Bankruptcy lawyers regularly evaluate the dischargeability of taxes when deciding when to file a client’s bankruptcy case.
At base, the 3 year rule, the 2 year rule, and the 240 day rule routinely drive timing of a bankruptcy.
But as we approach the end of the tax year, a client’s current year tax situation becomes another moving part in the “when do we file” analysis, unrelated to tax dischargeability.
In the simplest situation, the client owes no back taxes and is appropriately withheld for the current year. No timing issue.
But suppose the situation is not so simple. Several fact patterns cry out for careful timing of the commencement of the case.
Client expects to owe taxes for current year
Unlike a Chapter 7 case, filing Chapter 13 does not create a separate taxable entity in the bankruptcy estate. Nor does it offer the debtor the opportunity to elect a short tax year.
Instead, the start and end of the debtor’s tax year is unaltered by an intervening Chapter 13 filing.
A Chapter 13 filed in January can include and pay the taxes associated with the tax year ending in December. As the taxing folk see it, the tax is owed just as soon as the tax year ends, regardless of whether the return is yet filed or even due.
So, file before year end and you forfeit the ability to pay the current year’s taxes through the plan without interest. (Bankruptcy Code § 1305 provides for treatment of post petition taxes; courts and the IRS seem to vary on their acceptance of the practice.)
Client owes old taxes and expects refund
But let’s look at the converse of those facts: your client owes back taxes and expects this year to get a nice refund.
Or would get a nice refund if it wasn’t for those old taxes that entitle the IRS to set off the old tax debt against the refund.
Unless, of course, you fiddle with mutuality. And that’s where timing comes in.

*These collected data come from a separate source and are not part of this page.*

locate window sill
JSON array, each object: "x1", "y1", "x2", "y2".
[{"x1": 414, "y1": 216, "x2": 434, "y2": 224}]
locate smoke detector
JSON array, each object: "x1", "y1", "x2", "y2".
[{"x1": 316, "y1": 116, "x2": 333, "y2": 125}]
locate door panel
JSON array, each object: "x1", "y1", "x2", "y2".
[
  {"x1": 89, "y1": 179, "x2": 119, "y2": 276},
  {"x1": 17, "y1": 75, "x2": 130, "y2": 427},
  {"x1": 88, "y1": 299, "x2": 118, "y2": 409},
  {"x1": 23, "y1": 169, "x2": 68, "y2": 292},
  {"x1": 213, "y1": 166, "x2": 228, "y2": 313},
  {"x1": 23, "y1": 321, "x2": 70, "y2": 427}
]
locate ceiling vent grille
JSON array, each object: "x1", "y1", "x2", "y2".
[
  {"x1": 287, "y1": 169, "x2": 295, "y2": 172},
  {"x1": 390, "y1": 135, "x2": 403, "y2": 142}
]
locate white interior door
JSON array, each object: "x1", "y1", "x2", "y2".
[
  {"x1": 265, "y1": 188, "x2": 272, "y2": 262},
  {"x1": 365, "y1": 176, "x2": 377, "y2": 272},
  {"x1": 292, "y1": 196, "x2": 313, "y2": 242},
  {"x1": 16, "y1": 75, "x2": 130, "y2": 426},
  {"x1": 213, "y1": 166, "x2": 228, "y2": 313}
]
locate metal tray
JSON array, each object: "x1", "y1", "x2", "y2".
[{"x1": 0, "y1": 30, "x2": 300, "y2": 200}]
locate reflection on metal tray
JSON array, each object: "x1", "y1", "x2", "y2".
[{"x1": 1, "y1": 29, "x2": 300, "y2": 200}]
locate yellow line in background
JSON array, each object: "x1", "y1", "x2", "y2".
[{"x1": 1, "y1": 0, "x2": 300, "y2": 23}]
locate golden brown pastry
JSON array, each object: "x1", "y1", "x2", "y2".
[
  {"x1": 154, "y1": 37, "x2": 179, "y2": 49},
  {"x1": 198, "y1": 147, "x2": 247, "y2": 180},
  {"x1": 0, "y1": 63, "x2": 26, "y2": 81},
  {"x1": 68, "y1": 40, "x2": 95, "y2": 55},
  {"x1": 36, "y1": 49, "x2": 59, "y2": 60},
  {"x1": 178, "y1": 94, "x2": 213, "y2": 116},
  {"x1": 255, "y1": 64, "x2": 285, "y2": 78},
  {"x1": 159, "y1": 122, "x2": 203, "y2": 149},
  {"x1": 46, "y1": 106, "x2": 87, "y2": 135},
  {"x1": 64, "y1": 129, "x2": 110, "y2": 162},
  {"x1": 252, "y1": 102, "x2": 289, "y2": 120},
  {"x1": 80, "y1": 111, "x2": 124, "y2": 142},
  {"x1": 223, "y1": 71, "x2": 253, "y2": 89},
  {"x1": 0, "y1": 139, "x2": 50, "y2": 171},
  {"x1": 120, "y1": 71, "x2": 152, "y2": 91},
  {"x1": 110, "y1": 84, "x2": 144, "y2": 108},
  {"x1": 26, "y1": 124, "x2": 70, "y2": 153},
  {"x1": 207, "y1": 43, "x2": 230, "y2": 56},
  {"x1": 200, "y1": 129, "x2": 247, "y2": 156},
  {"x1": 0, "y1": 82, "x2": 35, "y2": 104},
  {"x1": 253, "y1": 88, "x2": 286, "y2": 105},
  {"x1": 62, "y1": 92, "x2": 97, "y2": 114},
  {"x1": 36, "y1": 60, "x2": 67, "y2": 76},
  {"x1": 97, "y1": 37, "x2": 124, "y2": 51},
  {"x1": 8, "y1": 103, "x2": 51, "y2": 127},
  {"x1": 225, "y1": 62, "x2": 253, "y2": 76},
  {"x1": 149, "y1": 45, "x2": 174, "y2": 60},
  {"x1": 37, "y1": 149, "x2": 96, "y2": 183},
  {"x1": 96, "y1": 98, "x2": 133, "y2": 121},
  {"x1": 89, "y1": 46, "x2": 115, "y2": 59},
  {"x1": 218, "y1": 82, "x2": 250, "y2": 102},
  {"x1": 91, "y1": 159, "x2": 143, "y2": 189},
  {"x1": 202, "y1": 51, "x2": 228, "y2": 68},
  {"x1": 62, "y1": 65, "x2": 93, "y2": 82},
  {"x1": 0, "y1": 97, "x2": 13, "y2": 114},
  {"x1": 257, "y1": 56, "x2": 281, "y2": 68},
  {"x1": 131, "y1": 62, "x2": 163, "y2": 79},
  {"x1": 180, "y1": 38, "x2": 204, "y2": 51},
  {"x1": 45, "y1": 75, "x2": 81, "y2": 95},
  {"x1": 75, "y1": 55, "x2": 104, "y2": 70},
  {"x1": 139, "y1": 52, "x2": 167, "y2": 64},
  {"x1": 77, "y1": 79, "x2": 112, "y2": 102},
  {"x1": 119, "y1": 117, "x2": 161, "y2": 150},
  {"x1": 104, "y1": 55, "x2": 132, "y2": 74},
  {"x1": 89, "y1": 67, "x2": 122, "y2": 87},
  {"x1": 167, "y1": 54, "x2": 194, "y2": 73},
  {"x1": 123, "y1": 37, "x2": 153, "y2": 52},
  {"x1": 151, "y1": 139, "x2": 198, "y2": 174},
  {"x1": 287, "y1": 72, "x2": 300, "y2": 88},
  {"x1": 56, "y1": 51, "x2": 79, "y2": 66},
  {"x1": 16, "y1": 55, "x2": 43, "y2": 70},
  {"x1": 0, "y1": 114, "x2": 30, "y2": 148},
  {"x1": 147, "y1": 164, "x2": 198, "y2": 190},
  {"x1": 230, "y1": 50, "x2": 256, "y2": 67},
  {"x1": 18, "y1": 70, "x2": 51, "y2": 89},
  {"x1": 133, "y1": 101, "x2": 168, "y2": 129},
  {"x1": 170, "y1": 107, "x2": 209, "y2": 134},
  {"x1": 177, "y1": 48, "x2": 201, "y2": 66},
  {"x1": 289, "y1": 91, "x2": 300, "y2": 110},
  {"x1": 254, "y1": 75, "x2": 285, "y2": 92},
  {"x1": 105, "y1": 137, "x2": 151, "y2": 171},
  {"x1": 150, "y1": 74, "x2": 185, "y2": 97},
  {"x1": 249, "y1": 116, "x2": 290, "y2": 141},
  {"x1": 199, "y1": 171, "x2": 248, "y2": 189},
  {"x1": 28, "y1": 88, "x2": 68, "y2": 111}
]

Mutuality essential for offset
The principle of set off allows one party to reduce what that person owes another by the amount the other owes him. In our practice, that means the IRS can reduce the amount it owes you for this year’s refund by the amount you owe them for an earlier year.
Section 553 of the Bankruptcy Code preserves the right of offset:
… this title does not affect any right of a creditor to offset a mutual debt owing by such creditor to the debtor that arose before the commencement of the case under this title against a claim of such creditor against the debtor that arose before the commencement of the case…
The key concept is that the debts have to be mutual.
Mutuality requires that the debts be held by the same parties, in the same capacity, and that the off-setting debts both be prepetition or post petition. Meyer. Med. Physicians, 385 F.3d 1039.
Destroy the mutuality in the taxpayer/tax collector equation, and set off is not available.
Timing the filing
File before the end of this tax year and the right to a refund becomes a post petition debt of the IRS to the debtor, since the refund isn’t owed til the tax year closes.
Bingo: there is no mutuality. The client owes a prepetition tax debt; come January, the IRS owes the client a post petition refund. And the IRS can’t offset the refund against prepetition taxes.
You may care less about this strategy if the only taxes your client owes are priority. Those priority taxes have to be paid in any event.
In fact, it may be to your client’s advantage to have them paid by offset, avoiding the trustee’s commission on payments made through the plan. Put another way, pay the tax via offset with 100 cents dollars as opposed to paying with 110 cent dollars via the trustee.
And if you practice in a district where tax refunds are paid to the trustee, your client can reduce his withholding such that there is no refund come next year.
Timing is everything
So, we have just demonstrated once again that the answer to the question about when to file is “it depends.”
That’s what makes this practice so challenging.